Coder Damien Henry created a 56-minute film based on one starting image and a machine learning algorithm. He trained the machine using video shot from the window of a moving train. Then he handed off that first frame and had the algorithm generate what it thought might be a "next" frame. That process repeated serially for the entire film, resulting in this beautiful, abstract train ride:
The soundtrack is Steve Reich's classic "Music for 18 Musicians," and the pairing helps create a mesmerizing atmosphere. Watching the video, you see smears of light and dark eventually form into landscapes (drawing on the algorithm's knowledge of landscapes), but those landscapes are often messy and surreal, looking like blobs in a lava lamp or perhaps a robot's low-fi idea of what a landscape might look like. Because the film includes zero editing, it is purely a product of that first frame and the machine's training. It's beautiful.
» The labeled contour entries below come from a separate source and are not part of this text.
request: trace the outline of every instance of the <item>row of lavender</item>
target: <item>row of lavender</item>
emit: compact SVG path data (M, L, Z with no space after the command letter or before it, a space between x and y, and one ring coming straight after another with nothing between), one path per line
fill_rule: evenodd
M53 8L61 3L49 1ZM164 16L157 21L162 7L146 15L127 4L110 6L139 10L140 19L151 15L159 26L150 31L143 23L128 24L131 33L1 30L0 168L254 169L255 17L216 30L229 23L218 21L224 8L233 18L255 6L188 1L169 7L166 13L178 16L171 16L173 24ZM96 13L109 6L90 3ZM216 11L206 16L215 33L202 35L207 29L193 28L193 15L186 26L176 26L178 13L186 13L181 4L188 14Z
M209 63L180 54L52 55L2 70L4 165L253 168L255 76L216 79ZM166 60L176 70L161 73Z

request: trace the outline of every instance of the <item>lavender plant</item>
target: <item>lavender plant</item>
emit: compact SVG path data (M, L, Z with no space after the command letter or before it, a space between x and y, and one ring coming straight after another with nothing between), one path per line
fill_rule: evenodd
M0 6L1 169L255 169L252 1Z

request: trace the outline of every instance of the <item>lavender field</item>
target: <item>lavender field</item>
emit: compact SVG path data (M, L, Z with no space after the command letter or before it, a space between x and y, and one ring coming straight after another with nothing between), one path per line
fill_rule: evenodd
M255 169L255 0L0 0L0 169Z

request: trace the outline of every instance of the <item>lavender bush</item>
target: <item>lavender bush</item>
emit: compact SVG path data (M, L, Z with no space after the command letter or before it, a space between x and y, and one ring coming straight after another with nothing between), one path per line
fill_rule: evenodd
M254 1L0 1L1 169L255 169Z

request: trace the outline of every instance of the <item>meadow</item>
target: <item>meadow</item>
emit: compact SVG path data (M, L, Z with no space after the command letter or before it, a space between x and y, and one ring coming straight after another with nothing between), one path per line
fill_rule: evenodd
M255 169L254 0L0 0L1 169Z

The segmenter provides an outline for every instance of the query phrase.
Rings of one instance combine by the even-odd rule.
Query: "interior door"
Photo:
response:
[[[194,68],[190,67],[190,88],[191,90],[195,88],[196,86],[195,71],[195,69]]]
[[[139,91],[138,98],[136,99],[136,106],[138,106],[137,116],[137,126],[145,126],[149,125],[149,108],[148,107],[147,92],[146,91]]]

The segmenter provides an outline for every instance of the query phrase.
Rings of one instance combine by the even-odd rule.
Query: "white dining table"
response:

In the YouTube description, Henry wrote (in part):
The results are low resolution, blurry, and not realistic most of the time. But it resonates with the feeling I have when I travel in a train. It means that the algorithm learned the patterns needed to create this feeling. Unlike classical computer generated content, these patterns are not chosen or written by a software engineer. In this video, nobody made explicit that the foreground should move faster than the background: thanks to Machine Learning, the algorithm figured that itself. The algorithm can find patterns that a software engineer may haven’t noticed, and is able to reproduce them in a way that would be difficult or impossible to code.
He also notes that the algorithm learns during the video's creation, which accounts for the increase in realism as the video goes on. He notes that the algorithm's learning system is updated every 20 seconds.